Menaker v. Hofstra University, No. 18-3089 (2d Cir. 2019)Annotate this Case
Where a university takes an adverse employment action against an employee, in response to allegations of sexual misconduct, following a clearly irregular investigative or adjudicative process, amid criticism for reacting inadequately to allegations of sexual misconduct by members of one sex, these circumstances support a prima facie case of sex discrimination. When contesting an inference of bias based on procedural irregularity, an employer cannot justify its abandonment of promised procedural protections by recharacterizing specific accusations in more generic terms. Where a student files a complaint against a university employee, the student is motivated, at least in part, by invidious discrimination, the student intends that the employee suffer an adverse employment action as a result, and the university negligently or recklessly punishes the employee as a proximate result of that complaint, the university may be liable under Title VII of the Civil Rights Act of 1964.
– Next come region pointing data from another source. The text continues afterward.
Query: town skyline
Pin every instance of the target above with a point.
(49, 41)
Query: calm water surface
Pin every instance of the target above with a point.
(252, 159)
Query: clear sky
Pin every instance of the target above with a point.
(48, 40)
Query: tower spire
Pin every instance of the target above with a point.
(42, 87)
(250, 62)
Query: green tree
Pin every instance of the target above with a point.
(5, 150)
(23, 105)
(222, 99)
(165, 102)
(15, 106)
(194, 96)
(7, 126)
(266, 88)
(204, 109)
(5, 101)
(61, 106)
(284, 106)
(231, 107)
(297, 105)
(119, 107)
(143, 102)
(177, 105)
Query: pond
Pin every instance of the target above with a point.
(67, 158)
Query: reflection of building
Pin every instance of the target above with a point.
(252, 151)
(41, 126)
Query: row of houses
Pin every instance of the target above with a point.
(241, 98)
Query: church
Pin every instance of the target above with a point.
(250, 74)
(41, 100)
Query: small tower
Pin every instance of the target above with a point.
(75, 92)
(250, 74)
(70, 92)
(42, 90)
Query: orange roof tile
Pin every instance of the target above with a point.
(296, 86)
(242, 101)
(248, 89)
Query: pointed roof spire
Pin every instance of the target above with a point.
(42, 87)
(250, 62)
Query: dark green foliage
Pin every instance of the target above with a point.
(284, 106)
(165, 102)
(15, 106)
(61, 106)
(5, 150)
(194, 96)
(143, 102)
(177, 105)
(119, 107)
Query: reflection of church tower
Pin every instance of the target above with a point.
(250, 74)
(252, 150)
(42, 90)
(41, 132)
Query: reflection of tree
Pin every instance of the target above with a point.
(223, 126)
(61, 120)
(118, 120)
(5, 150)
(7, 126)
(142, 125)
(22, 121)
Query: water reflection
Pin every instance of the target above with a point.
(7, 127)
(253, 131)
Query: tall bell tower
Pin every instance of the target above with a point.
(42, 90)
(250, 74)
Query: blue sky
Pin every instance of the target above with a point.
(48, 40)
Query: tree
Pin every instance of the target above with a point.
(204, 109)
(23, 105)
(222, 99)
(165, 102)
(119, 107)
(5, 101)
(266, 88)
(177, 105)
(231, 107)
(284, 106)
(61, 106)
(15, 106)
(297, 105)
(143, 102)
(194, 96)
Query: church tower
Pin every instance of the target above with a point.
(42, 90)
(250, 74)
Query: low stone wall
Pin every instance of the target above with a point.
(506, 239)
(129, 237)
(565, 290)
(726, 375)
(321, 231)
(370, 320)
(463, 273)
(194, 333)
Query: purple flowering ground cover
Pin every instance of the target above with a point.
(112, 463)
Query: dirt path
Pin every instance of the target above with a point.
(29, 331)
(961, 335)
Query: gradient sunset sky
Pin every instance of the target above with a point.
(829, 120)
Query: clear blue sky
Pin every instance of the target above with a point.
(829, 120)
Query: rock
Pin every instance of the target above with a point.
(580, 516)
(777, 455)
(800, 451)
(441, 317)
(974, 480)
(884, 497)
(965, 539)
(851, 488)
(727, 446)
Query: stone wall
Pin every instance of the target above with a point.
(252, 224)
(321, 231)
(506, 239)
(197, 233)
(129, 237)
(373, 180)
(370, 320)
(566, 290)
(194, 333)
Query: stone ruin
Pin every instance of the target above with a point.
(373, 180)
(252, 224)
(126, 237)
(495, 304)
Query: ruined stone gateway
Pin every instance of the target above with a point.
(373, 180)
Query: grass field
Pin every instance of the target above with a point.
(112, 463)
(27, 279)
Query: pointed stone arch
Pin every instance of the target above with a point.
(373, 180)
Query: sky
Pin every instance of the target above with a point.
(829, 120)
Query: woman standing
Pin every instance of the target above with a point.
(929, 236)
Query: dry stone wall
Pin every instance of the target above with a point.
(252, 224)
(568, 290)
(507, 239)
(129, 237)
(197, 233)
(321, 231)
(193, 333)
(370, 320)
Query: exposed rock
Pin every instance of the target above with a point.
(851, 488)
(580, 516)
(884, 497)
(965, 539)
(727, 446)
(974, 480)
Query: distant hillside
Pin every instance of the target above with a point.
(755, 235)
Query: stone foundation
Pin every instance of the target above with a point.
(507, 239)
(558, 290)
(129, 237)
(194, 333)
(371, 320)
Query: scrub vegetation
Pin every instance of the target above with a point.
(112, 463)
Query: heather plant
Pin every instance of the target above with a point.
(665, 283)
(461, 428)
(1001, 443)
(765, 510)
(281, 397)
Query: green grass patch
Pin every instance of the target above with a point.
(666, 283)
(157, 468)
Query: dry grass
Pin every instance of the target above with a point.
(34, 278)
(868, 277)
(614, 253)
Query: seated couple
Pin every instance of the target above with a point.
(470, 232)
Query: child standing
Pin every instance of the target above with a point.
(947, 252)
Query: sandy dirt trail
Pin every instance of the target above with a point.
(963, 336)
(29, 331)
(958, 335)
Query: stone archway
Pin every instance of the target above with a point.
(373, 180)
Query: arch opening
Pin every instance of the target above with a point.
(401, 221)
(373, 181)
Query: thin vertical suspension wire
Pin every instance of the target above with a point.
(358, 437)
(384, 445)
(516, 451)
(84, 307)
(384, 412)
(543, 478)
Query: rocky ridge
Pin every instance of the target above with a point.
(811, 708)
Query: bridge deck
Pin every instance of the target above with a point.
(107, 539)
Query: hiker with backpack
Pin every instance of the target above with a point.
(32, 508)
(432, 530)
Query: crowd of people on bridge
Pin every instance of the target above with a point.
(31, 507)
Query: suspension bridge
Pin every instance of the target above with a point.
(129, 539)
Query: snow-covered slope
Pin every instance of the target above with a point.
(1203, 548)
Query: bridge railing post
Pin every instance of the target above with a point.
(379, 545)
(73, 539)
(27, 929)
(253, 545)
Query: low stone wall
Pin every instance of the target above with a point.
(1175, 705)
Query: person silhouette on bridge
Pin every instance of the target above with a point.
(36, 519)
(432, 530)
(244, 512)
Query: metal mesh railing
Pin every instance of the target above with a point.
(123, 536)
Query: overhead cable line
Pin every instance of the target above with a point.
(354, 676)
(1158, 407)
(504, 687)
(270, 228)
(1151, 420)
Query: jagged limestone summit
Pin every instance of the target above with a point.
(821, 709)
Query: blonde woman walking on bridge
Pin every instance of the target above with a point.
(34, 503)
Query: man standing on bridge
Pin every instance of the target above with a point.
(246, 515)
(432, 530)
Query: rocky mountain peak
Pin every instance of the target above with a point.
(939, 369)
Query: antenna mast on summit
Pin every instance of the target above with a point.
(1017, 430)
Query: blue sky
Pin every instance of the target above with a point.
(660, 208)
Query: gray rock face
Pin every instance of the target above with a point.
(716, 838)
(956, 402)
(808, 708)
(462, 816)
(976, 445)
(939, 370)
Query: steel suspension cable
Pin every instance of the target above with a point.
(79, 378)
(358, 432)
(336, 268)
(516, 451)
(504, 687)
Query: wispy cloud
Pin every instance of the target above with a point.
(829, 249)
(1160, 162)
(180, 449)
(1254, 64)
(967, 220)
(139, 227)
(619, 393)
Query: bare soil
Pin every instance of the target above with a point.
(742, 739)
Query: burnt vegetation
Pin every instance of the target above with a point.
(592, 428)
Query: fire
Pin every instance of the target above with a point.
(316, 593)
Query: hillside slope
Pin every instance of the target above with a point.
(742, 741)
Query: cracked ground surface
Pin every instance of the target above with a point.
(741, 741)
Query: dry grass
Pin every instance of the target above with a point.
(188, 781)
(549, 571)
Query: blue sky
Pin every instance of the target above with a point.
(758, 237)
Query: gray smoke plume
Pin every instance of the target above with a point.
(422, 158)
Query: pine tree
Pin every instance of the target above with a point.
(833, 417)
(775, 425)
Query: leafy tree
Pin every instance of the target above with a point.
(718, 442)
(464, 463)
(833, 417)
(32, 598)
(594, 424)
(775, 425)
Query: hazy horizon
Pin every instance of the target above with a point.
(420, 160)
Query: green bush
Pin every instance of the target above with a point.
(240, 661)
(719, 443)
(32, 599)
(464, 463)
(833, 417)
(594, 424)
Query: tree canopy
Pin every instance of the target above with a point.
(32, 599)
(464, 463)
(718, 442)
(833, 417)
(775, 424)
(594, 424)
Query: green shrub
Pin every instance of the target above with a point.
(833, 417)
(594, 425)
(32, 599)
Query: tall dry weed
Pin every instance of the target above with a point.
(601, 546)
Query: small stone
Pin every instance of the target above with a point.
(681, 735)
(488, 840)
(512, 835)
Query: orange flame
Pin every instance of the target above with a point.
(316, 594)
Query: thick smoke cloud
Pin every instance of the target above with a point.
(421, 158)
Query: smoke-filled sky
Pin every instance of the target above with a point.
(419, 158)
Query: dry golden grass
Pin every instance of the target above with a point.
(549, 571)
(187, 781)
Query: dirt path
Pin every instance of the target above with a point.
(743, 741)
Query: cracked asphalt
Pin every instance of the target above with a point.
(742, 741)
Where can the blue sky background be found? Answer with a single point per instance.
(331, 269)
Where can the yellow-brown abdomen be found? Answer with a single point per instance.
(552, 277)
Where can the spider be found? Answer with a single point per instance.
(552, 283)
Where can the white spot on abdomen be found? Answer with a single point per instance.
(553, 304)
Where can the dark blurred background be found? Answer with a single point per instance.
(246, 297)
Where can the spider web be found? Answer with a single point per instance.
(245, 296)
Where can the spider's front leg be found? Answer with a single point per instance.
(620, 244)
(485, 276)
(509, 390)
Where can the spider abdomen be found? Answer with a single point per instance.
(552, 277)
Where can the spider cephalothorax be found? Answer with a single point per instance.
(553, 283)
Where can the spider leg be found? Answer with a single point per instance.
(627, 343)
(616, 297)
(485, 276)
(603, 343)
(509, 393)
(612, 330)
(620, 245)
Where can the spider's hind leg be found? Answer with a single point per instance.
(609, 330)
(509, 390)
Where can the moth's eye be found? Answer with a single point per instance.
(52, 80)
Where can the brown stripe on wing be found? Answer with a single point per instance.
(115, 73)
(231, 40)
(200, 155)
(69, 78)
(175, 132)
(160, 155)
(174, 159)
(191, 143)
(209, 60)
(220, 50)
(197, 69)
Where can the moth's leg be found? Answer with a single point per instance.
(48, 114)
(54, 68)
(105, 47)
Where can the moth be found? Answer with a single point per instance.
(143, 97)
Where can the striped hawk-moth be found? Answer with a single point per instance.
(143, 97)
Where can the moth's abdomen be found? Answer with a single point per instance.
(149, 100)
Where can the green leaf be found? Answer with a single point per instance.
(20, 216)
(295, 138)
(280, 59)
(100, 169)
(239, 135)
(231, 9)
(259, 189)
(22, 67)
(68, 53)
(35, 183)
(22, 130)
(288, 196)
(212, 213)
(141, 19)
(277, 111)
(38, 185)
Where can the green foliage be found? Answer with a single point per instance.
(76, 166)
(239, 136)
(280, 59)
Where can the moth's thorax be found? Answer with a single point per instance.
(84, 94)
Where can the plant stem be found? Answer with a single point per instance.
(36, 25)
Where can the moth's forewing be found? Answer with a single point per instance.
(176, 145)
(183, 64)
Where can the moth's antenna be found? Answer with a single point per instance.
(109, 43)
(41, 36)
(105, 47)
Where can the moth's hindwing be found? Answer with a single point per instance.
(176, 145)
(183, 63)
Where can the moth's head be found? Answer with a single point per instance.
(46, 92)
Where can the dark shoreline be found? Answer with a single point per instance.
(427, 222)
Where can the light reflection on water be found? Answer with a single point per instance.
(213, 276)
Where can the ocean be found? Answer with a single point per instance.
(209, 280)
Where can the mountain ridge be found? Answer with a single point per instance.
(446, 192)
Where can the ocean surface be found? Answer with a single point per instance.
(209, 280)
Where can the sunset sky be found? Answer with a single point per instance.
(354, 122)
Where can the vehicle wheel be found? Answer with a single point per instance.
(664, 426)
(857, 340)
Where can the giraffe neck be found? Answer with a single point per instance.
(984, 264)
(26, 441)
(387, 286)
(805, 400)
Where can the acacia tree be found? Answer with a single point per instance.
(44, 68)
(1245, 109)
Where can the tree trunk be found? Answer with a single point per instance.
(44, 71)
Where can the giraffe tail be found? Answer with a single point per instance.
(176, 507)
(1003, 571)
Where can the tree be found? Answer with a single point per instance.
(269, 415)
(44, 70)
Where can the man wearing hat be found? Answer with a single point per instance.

The Second Circuit vacated the district court's dismissal of plaintiff's complaint against Hofstra under Title VII and the New York State Human Rights Law, alleging that Hofstra discriminated against him because of his sex when it fired him in response to allegedly malicious allegations of sexual harassment. The court held that the district court's decision conflicted with circuit precedent in Doe v. Columbia University, 831 F.3d 46 (2d Cir. 2016), and relied on improper factual findings. In this case, the complaint alleged circumstances that provide at least a minimal support for an inference of discriminatory intent. On remand, the court noted that the district court should consider Hofstra's potential liability under a cat's paw theory.